Okay. And then the follow-up. Just second question, you had commented that perhaps there were no specific RAS mutations that were less responsive to the drug. I was wondering the converse, if there were certain mutations that were more responsive to the drug?

Neither, no. I mean there's -- and this is consistent with our preclinical data, we see there's no difference, right? And we're certainly right, we're hitting the pathway at the level of MEK, right? So any RAS mutation is going to be upstream of that. So we certainly didn't see anything, again with the caveat that this was a low end in the trial, certainly wasn't designed to look for those kind of patterns. But everything we've seen in our preclinical data, is it doesn't matter what mutation the lesion is using to be dependent on the MAP kinase. The only thing that matters is how dependent the lesion is on the MAP kinase pathway, right? If the lesion is already using a different pathway, right? If it's already taking the train and the ferry, it's not going to matter that we block the highway.

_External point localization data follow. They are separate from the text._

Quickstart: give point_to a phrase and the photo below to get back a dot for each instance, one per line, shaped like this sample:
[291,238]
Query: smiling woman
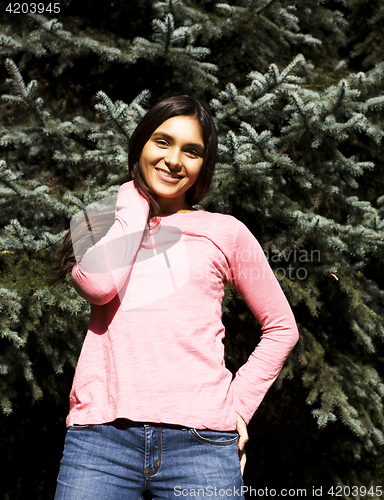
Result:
[153,407]
[171,161]
[201,133]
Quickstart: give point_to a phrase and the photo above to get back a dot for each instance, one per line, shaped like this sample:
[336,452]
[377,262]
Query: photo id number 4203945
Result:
[33,8]
[355,491]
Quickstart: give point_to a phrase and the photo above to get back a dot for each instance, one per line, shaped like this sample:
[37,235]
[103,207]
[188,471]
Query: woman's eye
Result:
[192,152]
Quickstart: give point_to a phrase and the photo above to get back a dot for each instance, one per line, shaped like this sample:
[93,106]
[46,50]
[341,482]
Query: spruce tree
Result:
[300,163]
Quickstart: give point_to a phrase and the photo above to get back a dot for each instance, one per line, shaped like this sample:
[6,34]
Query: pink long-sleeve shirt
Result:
[153,350]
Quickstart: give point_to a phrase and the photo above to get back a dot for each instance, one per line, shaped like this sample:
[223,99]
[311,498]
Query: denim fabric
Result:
[119,461]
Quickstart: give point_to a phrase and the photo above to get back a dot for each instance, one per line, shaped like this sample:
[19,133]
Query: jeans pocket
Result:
[80,427]
[218,438]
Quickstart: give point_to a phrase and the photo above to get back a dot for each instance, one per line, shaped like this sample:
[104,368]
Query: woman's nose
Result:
[172,159]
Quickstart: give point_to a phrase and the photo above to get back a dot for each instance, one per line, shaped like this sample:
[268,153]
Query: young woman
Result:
[153,409]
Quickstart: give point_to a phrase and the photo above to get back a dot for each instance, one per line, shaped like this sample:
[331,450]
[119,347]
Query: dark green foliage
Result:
[296,90]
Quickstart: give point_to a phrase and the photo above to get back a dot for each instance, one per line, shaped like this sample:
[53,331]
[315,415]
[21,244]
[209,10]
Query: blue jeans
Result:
[125,461]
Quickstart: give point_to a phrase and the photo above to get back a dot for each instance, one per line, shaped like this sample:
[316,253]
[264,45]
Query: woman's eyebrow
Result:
[170,138]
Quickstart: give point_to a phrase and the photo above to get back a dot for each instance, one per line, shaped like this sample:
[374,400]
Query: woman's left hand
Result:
[243,438]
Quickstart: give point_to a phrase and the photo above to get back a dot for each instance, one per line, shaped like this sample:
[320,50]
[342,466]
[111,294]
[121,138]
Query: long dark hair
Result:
[180,105]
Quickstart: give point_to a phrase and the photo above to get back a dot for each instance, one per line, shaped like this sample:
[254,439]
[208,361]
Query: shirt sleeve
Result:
[253,278]
[105,267]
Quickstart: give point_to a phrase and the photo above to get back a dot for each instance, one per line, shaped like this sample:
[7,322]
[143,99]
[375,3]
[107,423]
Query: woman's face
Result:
[171,161]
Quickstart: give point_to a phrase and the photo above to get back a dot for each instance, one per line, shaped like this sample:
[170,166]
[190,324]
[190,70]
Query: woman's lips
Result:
[168,177]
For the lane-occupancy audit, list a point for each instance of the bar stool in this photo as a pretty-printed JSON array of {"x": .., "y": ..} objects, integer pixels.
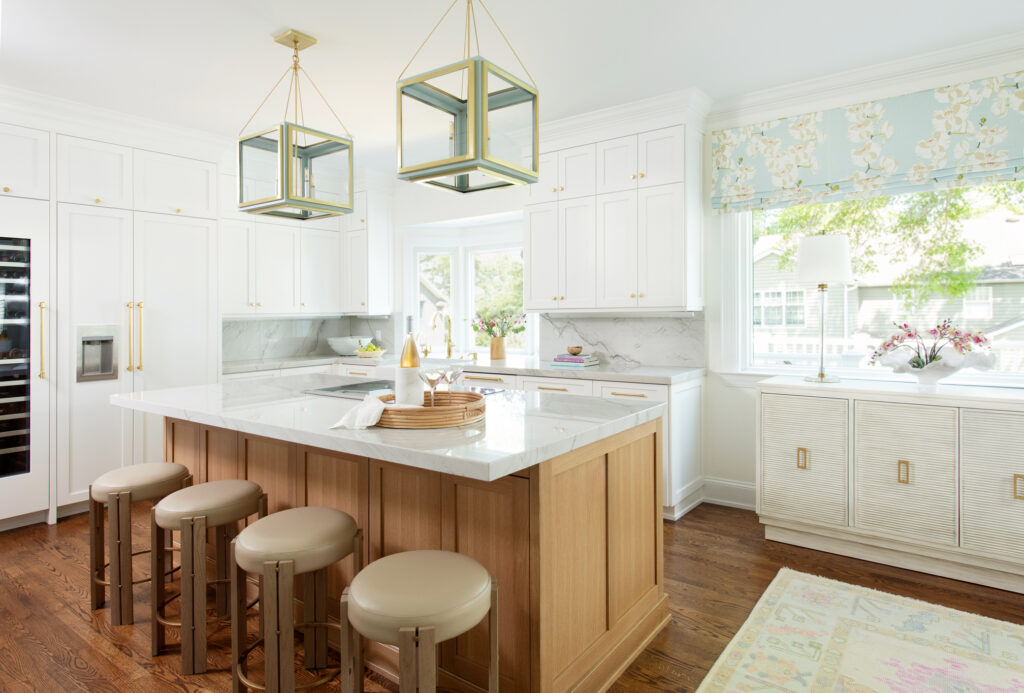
[
  {"x": 298, "y": 540},
  {"x": 416, "y": 600},
  {"x": 219, "y": 505},
  {"x": 118, "y": 489}
]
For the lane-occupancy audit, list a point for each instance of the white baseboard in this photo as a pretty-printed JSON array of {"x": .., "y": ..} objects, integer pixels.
[{"x": 728, "y": 492}]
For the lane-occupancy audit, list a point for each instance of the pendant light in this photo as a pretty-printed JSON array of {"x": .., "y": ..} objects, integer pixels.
[
  {"x": 291, "y": 170},
  {"x": 468, "y": 126}
]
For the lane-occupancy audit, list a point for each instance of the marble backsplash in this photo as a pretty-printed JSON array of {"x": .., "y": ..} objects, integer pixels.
[
  {"x": 258, "y": 340},
  {"x": 627, "y": 342}
]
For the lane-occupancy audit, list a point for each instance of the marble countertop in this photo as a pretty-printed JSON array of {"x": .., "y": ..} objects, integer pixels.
[{"x": 520, "y": 429}]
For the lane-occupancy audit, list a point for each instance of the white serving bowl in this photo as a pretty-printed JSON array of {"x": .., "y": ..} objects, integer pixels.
[{"x": 347, "y": 346}]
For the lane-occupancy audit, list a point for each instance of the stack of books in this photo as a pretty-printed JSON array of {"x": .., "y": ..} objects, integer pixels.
[{"x": 570, "y": 361}]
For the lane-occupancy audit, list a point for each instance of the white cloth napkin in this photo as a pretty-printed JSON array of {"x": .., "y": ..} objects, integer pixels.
[{"x": 364, "y": 416}]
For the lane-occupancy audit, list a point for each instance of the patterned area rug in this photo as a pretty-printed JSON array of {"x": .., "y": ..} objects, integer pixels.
[{"x": 812, "y": 634}]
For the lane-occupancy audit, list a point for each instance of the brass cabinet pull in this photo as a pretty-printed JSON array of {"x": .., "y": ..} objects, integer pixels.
[
  {"x": 42, "y": 341},
  {"x": 129, "y": 305},
  {"x": 139, "y": 366}
]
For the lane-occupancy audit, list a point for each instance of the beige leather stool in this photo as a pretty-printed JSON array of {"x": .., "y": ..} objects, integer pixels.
[
  {"x": 416, "y": 600},
  {"x": 118, "y": 489},
  {"x": 219, "y": 505},
  {"x": 279, "y": 548}
]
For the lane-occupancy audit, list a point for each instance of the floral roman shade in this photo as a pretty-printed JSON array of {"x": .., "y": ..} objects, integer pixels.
[{"x": 964, "y": 134}]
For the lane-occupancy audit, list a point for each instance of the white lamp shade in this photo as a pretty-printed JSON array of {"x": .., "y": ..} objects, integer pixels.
[{"x": 824, "y": 259}]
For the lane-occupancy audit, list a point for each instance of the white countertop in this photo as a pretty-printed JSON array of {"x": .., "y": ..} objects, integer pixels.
[
  {"x": 519, "y": 365},
  {"x": 520, "y": 429}
]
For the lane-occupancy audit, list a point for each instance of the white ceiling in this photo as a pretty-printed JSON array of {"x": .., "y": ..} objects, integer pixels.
[{"x": 207, "y": 63}]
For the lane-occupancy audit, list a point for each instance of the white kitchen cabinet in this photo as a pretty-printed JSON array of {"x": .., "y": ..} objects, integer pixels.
[
  {"x": 660, "y": 157},
  {"x": 93, "y": 173},
  {"x": 616, "y": 165},
  {"x": 616, "y": 250},
  {"x": 237, "y": 259},
  {"x": 25, "y": 162},
  {"x": 541, "y": 257},
  {"x": 169, "y": 184},
  {"x": 320, "y": 280},
  {"x": 577, "y": 254},
  {"x": 276, "y": 268}
]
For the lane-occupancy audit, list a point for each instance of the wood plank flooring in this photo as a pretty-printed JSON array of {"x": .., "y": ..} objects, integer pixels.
[{"x": 717, "y": 566}]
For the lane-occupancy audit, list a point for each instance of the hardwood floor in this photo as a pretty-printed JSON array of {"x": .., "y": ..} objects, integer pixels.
[{"x": 717, "y": 566}]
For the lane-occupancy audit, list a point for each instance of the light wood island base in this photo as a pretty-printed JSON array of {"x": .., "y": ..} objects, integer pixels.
[{"x": 574, "y": 543}]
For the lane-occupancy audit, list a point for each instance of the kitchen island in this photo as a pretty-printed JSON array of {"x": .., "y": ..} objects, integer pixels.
[{"x": 557, "y": 495}]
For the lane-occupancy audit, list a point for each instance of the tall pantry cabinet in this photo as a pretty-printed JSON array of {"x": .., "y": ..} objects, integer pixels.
[{"x": 136, "y": 250}]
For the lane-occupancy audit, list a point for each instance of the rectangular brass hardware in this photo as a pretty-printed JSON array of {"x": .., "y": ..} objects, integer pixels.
[{"x": 903, "y": 471}]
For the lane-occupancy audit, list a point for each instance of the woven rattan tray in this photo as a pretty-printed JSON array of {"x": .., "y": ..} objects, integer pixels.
[{"x": 450, "y": 408}]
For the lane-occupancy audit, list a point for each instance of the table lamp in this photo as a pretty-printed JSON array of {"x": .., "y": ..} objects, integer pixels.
[{"x": 823, "y": 260}]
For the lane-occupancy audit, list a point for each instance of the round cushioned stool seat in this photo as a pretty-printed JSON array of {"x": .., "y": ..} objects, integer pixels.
[
  {"x": 312, "y": 537},
  {"x": 439, "y": 589},
  {"x": 150, "y": 480},
  {"x": 220, "y": 502}
]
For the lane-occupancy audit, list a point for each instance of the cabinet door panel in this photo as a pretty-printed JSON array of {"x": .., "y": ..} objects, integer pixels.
[
  {"x": 616, "y": 250},
  {"x": 905, "y": 472},
  {"x": 659, "y": 157},
  {"x": 318, "y": 271},
  {"x": 237, "y": 275},
  {"x": 660, "y": 249},
  {"x": 174, "y": 184},
  {"x": 94, "y": 263},
  {"x": 546, "y": 187},
  {"x": 578, "y": 254},
  {"x": 276, "y": 268},
  {"x": 25, "y": 162},
  {"x": 992, "y": 483},
  {"x": 93, "y": 173},
  {"x": 810, "y": 485},
  {"x": 616, "y": 165},
  {"x": 541, "y": 257},
  {"x": 577, "y": 175}
]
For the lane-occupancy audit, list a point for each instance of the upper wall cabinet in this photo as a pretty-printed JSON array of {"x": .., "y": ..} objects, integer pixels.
[
  {"x": 93, "y": 173},
  {"x": 25, "y": 162},
  {"x": 175, "y": 185}
]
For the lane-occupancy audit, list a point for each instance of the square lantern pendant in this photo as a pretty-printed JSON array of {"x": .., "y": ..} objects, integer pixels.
[
  {"x": 466, "y": 127},
  {"x": 295, "y": 172}
]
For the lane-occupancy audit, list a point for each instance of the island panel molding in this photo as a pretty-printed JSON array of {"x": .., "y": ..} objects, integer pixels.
[{"x": 581, "y": 598}]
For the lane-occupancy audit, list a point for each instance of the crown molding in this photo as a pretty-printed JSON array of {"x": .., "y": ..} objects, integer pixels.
[
  {"x": 687, "y": 105},
  {"x": 927, "y": 71}
]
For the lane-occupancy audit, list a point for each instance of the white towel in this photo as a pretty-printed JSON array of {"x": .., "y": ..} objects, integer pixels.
[{"x": 364, "y": 416}]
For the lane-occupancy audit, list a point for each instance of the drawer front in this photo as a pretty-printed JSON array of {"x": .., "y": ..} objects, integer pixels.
[
  {"x": 491, "y": 380},
  {"x": 992, "y": 483},
  {"x": 805, "y": 459},
  {"x": 631, "y": 391},
  {"x": 566, "y": 386},
  {"x": 905, "y": 472}
]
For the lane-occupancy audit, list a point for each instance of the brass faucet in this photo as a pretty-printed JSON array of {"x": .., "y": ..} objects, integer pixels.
[{"x": 449, "y": 344}]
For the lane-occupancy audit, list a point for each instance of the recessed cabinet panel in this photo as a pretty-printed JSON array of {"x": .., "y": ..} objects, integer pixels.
[
  {"x": 905, "y": 472},
  {"x": 616, "y": 250},
  {"x": 805, "y": 459},
  {"x": 93, "y": 173},
  {"x": 174, "y": 184},
  {"x": 25, "y": 162}
]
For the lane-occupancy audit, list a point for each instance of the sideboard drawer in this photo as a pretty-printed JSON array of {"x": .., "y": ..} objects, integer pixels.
[
  {"x": 992, "y": 483},
  {"x": 905, "y": 472},
  {"x": 805, "y": 459}
]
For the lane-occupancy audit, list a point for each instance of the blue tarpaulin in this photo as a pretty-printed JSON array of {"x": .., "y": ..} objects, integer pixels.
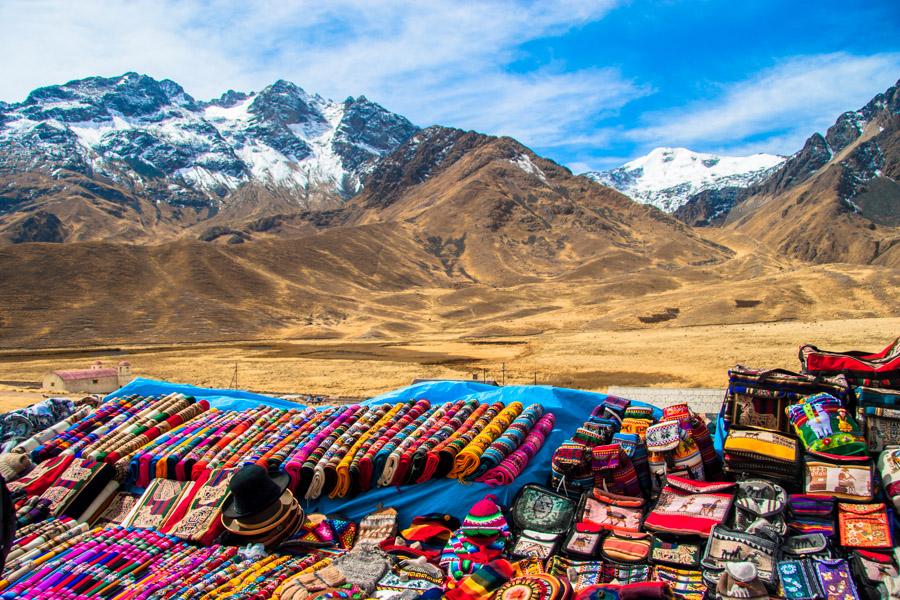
[{"x": 571, "y": 408}]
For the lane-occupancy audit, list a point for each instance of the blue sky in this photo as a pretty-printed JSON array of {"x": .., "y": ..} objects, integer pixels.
[{"x": 588, "y": 84}]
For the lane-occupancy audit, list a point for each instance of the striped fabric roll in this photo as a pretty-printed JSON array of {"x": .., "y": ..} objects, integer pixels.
[
  {"x": 424, "y": 440},
  {"x": 470, "y": 457},
  {"x": 419, "y": 459},
  {"x": 393, "y": 465},
  {"x": 344, "y": 467},
  {"x": 433, "y": 458},
  {"x": 447, "y": 456},
  {"x": 511, "y": 439},
  {"x": 367, "y": 461}
]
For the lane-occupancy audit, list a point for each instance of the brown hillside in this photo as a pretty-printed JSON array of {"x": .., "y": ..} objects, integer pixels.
[
  {"x": 813, "y": 221},
  {"x": 494, "y": 212}
]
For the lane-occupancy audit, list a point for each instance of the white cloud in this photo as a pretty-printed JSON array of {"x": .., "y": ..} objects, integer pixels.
[
  {"x": 782, "y": 105},
  {"x": 435, "y": 62}
]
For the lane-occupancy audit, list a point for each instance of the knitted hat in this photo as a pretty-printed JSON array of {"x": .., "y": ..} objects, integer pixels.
[
  {"x": 13, "y": 464},
  {"x": 433, "y": 529},
  {"x": 484, "y": 519}
]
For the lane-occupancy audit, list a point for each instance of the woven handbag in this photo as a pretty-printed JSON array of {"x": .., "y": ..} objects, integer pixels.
[
  {"x": 876, "y": 369},
  {"x": 757, "y": 398}
]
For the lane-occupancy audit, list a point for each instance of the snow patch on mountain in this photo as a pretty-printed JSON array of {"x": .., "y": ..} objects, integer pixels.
[
  {"x": 139, "y": 131},
  {"x": 668, "y": 177}
]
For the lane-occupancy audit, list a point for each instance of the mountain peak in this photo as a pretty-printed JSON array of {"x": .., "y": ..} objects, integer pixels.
[
  {"x": 667, "y": 177},
  {"x": 151, "y": 135}
]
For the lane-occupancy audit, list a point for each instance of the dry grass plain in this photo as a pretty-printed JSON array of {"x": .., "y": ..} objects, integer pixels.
[{"x": 690, "y": 356}]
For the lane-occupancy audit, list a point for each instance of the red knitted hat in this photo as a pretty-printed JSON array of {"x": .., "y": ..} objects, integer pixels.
[{"x": 485, "y": 518}]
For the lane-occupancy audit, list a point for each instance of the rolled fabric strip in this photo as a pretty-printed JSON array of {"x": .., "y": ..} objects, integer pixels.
[
  {"x": 343, "y": 469},
  {"x": 460, "y": 437},
  {"x": 513, "y": 465},
  {"x": 510, "y": 439},
  {"x": 469, "y": 457}
]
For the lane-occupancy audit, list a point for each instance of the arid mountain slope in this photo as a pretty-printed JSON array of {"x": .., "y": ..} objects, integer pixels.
[
  {"x": 836, "y": 200},
  {"x": 847, "y": 211},
  {"x": 493, "y": 211}
]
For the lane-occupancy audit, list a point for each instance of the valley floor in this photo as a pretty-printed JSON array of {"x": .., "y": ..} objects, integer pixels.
[{"x": 697, "y": 356}]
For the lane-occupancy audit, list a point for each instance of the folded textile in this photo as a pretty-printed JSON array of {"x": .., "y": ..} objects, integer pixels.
[
  {"x": 469, "y": 458},
  {"x": 513, "y": 465}
]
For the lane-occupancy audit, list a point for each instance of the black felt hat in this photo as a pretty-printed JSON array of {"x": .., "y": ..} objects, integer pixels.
[{"x": 253, "y": 491}]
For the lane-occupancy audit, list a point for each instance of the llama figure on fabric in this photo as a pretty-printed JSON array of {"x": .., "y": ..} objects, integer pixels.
[{"x": 818, "y": 420}]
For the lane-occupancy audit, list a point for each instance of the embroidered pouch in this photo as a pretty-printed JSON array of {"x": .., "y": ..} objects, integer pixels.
[
  {"x": 758, "y": 398},
  {"x": 879, "y": 414},
  {"x": 810, "y": 545},
  {"x": 739, "y": 581},
  {"x": 675, "y": 552},
  {"x": 624, "y": 573},
  {"x": 538, "y": 509},
  {"x": 686, "y": 584},
  {"x": 759, "y": 506},
  {"x": 663, "y": 437},
  {"x": 835, "y": 579},
  {"x": 156, "y": 503},
  {"x": 762, "y": 453},
  {"x": 608, "y": 511},
  {"x": 115, "y": 512},
  {"x": 889, "y": 468},
  {"x": 724, "y": 546},
  {"x": 870, "y": 568},
  {"x": 613, "y": 470},
  {"x": 77, "y": 487},
  {"x": 538, "y": 544},
  {"x": 798, "y": 580},
  {"x": 864, "y": 525},
  {"x": 823, "y": 424},
  {"x": 634, "y": 448},
  {"x": 690, "y": 507},
  {"x": 845, "y": 477},
  {"x": 626, "y": 546},
  {"x": 580, "y": 573},
  {"x": 197, "y": 517},
  {"x": 583, "y": 540}
]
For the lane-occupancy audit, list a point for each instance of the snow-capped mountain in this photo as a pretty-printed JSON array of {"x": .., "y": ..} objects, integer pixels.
[
  {"x": 668, "y": 177},
  {"x": 151, "y": 136}
]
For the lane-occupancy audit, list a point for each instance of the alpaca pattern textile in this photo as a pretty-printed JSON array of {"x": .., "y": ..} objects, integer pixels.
[
  {"x": 513, "y": 465},
  {"x": 823, "y": 424}
]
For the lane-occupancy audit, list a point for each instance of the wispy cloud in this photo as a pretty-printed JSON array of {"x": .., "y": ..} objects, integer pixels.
[
  {"x": 782, "y": 105},
  {"x": 441, "y": 61}
]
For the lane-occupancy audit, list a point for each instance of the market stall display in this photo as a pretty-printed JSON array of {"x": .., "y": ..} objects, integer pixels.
[{"x": 469, "y": 492}]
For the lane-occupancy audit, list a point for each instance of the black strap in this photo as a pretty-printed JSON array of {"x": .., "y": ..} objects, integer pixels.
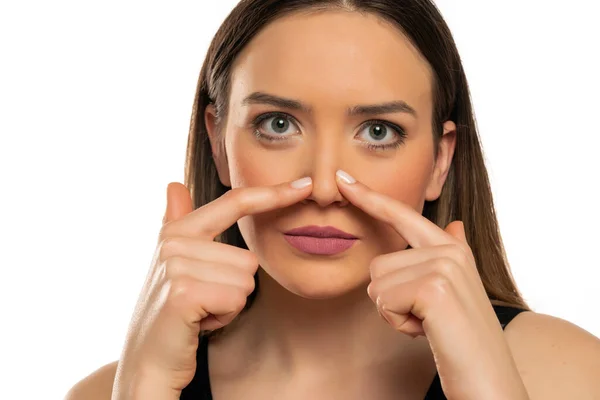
[{"x": 199, "y": 388}]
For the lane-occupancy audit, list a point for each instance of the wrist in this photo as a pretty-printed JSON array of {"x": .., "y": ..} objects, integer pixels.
[{"x": 142, "y": 384}]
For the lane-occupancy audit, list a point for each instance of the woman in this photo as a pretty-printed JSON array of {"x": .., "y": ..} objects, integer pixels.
[{"x": 382, "y": 272}]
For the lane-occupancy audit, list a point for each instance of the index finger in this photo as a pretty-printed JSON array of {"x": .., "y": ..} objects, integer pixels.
[
  {"x": 215, "y": 217},
  {"x": 417, "y": 230}
]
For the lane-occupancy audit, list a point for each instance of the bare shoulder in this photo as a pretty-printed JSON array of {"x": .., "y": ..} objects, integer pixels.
[
  {"x": 556, "y": 358},
  {"x": 96, "y": 386}
]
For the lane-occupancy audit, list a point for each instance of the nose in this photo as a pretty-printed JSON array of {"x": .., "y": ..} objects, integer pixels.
[{"x": 324, "y": 160}]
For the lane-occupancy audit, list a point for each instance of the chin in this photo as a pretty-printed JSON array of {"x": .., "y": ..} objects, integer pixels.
[{"x": 318, "y": 279}]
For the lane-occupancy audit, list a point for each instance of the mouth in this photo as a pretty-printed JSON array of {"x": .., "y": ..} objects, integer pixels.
[{"x": 326, "y": 240}]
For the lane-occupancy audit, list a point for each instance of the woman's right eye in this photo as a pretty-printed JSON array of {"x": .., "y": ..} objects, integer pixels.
[{"x": 274, "y": 126}]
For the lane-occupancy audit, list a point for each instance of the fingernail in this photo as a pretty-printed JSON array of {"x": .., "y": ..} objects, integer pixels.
[
  {"x": 301, "y": 183},
  {"x": 345, "y": 177}
]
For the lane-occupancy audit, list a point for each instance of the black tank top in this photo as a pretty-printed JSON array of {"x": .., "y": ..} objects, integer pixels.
[{"x": 199, "y": 387}]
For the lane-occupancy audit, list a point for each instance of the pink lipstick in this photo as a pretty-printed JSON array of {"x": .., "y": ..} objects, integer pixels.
[{"x": 321, "y": 240}]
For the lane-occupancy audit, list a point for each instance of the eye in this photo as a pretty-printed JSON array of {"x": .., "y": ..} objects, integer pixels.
[
  {"x": 381, "y": 135},
  {"x": 274, "y": 126}
]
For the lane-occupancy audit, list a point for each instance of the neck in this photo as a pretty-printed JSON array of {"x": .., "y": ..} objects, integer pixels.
[{"x": 297, "y": 334}]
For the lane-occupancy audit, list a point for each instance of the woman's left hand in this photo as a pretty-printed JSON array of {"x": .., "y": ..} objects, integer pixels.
[{"x": 434, "y": 289}]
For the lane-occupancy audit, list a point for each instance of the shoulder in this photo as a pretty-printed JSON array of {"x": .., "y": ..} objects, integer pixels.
[
  {"x": 96, "y": 386},
  {"x": 556, "y": 358}
]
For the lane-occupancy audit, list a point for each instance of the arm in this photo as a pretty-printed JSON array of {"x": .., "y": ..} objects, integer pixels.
[
  {"x": 96, "y": 386},
  {"x": 555, "y": 358}
]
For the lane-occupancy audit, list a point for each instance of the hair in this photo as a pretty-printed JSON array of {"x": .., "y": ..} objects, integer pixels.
[{"x": 466, "y": 194}]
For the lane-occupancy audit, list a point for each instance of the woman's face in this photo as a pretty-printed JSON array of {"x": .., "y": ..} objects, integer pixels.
[{"x": 328, "y": 64}]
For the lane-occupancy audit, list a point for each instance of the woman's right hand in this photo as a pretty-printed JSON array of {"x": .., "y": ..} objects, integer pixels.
[{"x": 193, "y": 284}]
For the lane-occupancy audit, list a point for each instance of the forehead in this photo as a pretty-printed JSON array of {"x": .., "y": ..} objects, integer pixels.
[{"x": 333, "y": 58}]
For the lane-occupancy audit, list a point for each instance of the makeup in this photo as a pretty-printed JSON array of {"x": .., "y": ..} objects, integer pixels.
[{"x": 318, "y": 240}]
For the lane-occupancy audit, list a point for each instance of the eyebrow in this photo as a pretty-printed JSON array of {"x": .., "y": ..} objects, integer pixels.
[{"x": 364, "y": 109}]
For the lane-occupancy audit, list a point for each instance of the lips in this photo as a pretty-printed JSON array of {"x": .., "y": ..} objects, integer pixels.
[{"x": 318, "y": 240}]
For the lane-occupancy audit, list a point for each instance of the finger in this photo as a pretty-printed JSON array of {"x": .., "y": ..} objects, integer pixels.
[
  {"x": 215, "y": 217},
  {"x": 207, "y": 251},
  {"x": 195, "y": 300},
  {"x": 444, "y": 269},
  {"x": 218, "y": 273},
  {"x": 386, "y": 263},
  {"x": 179, "y": 202},
  {"x": 417, "y": 230},
  {"x": 395, "y": 278}
]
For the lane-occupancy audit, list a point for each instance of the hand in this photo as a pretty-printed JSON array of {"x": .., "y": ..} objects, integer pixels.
[
  {"x": 193, "y": 284},
  {"x": 434, "y": 289}
]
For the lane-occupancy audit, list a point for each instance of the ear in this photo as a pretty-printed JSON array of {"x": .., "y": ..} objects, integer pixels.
[
  {"x": 443, "y": 162},
  {"x": 217, "y": 144}
]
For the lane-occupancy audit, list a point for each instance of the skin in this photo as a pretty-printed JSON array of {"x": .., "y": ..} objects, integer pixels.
[
  {"x": 294, "y": 286},
  {"x": 295, "y": 339}
]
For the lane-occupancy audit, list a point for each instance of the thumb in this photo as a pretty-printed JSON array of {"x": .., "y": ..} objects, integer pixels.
[
  {"x": 457, "y": 229},
  {"x": 179, "y": 202}
]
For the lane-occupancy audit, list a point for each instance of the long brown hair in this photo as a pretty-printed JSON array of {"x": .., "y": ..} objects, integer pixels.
[{"x": 466, "y": 194}]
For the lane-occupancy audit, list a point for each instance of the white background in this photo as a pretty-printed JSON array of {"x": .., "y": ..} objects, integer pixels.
[{"x": 95, "y": 101}]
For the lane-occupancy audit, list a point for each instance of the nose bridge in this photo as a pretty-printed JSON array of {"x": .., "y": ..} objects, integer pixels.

But to the extent the tumor is dependent on the MAP kinase pathway, to the extent that it's on the highway, everything we've seen preclinically, and we believe to date clinically suggest those are lesions that are going to be most sensitive.

This concludes today's question-and-answer session. I would now like to turn the call over to Benjamin Zeskind for closing remarks.

Great. Thank you. I'd just like to thank everyone for participating in today's call. Have a great day.

This concludes today's call. You may now disconnect.